Ridley Scott’s epic of the Crusades has an ample secular conscience for a movie about the Holy Wars. But that’s new-age point, with the futility of Iraq as an implicit morality tale — “God wills it” is an excuse for the film’s most poignant folly. Orlando Bloom is Balian, a blacksmith-turned-knight — bastard child of Lord Godfrey (Liam Neeson) — whose intent is to atone for the sin of his wife’s suicide and the murder of priest. But when he gets to détente-era Jerusalem, contested between Christians and Saracens but at peace under King Baldwin, he’s gradually drawn into Christian decay.
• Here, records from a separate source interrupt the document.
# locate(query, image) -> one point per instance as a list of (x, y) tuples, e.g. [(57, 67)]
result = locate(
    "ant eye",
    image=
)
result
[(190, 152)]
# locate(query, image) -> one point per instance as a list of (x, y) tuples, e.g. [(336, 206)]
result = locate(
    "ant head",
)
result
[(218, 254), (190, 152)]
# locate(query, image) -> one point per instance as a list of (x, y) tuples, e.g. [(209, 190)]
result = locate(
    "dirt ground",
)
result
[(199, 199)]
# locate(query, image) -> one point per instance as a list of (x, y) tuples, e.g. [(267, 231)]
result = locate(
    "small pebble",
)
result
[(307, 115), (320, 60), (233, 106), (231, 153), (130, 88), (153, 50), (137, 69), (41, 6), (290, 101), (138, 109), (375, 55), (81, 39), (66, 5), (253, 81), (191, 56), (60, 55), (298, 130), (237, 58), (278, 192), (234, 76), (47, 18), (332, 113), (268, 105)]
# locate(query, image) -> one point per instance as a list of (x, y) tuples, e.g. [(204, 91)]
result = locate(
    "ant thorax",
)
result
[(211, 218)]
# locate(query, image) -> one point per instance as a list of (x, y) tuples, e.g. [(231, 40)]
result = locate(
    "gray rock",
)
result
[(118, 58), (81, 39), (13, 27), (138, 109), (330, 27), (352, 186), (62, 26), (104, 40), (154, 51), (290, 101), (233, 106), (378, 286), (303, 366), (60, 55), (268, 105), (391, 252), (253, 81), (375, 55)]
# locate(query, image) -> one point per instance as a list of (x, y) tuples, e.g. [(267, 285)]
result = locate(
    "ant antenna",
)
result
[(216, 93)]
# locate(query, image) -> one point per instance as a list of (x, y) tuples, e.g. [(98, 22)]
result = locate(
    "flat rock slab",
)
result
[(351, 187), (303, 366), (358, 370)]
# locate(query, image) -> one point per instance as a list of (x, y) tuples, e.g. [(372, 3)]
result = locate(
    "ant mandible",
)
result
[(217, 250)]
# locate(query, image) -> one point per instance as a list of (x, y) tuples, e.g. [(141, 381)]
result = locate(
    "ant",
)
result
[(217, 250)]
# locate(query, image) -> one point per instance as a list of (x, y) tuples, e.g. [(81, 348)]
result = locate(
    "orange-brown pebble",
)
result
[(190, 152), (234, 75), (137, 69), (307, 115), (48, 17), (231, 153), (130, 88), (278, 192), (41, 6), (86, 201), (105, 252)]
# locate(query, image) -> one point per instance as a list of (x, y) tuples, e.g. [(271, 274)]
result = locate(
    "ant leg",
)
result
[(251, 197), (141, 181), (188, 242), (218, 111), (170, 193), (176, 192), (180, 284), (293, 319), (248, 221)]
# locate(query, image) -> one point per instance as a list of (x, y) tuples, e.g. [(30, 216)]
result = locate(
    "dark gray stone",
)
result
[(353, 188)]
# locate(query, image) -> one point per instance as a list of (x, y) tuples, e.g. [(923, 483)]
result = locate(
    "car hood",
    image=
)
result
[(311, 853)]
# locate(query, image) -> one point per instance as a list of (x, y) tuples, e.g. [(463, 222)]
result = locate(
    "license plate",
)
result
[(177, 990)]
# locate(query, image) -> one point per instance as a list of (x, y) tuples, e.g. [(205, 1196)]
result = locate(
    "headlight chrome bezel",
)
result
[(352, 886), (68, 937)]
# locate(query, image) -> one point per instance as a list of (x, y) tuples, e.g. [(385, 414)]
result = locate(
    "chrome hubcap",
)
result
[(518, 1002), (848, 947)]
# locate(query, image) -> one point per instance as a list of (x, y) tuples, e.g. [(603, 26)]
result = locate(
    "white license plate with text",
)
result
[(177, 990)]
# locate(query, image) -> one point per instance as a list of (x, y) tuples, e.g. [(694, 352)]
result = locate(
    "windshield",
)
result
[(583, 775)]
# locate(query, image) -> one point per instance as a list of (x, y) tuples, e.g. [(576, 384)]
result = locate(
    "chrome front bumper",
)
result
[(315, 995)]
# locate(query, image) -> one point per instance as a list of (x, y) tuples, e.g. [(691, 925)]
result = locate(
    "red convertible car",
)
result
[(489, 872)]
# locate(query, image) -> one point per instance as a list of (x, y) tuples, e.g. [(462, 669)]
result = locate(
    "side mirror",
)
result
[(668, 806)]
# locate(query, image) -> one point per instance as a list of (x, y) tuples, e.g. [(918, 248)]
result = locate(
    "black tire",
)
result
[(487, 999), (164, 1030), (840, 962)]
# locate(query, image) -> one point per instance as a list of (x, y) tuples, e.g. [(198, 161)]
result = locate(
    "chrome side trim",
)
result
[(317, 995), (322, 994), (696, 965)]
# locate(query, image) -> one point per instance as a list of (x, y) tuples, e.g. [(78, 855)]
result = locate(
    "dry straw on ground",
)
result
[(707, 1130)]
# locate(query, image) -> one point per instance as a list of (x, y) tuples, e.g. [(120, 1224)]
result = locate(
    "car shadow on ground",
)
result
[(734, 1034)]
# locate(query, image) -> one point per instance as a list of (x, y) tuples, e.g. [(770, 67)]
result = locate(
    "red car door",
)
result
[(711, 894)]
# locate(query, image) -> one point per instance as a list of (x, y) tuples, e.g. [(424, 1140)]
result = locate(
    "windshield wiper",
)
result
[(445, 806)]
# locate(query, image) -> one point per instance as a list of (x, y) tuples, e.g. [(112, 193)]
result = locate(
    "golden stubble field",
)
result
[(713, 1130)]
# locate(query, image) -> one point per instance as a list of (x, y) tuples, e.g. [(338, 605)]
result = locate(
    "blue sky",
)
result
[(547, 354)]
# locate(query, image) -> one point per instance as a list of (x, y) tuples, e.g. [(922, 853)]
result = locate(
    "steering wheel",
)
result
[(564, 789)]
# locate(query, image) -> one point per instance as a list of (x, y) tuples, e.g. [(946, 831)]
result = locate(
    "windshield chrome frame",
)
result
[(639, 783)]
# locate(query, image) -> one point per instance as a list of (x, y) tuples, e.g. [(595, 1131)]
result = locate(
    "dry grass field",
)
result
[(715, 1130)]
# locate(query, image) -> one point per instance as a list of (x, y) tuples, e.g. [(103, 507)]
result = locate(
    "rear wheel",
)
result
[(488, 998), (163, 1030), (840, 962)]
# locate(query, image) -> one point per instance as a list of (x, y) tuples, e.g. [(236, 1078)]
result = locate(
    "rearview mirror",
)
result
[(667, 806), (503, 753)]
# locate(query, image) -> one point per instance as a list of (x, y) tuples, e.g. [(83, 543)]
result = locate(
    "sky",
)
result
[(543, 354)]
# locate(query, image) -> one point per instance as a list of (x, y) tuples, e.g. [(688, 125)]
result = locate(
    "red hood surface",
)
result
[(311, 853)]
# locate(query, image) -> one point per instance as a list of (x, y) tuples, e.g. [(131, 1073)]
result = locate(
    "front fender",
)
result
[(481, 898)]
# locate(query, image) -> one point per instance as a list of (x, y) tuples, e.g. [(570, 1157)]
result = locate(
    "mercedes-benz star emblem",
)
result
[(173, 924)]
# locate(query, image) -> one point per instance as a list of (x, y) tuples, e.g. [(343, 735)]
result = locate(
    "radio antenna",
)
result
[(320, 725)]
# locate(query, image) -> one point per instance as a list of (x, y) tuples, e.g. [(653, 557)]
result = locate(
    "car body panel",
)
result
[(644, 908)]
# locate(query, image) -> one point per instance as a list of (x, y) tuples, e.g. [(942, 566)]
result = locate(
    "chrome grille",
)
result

Despite its nobility, the movie is self-consciously burdened by its unstinting liberal enterprise (“We fight for the people, their safety and freedom,” cries Balian, mounting his defense of Jerusalem; and later, on burning corpses: “God will understand, and if he does not, he is not God.”). Bloom is a poor man’s Johnny Depp who stirs little charisma into a character that (while diffident) demands but doesn’t get larger-than-life status. Until the climactic and effects-laden Siege of Jerusalem (a cat-and-mouse game between Balian and the Muslim warrior Saladin, historically from Tikrit), Scott moves forward almost coyly, which does storytelling no favors.
Quibbling aside, this is sure-handed filmmaking run by veteran Scott. Ghassan Massoud (Saladin), Jeremy Irons, and Eva Green add spice to the cast.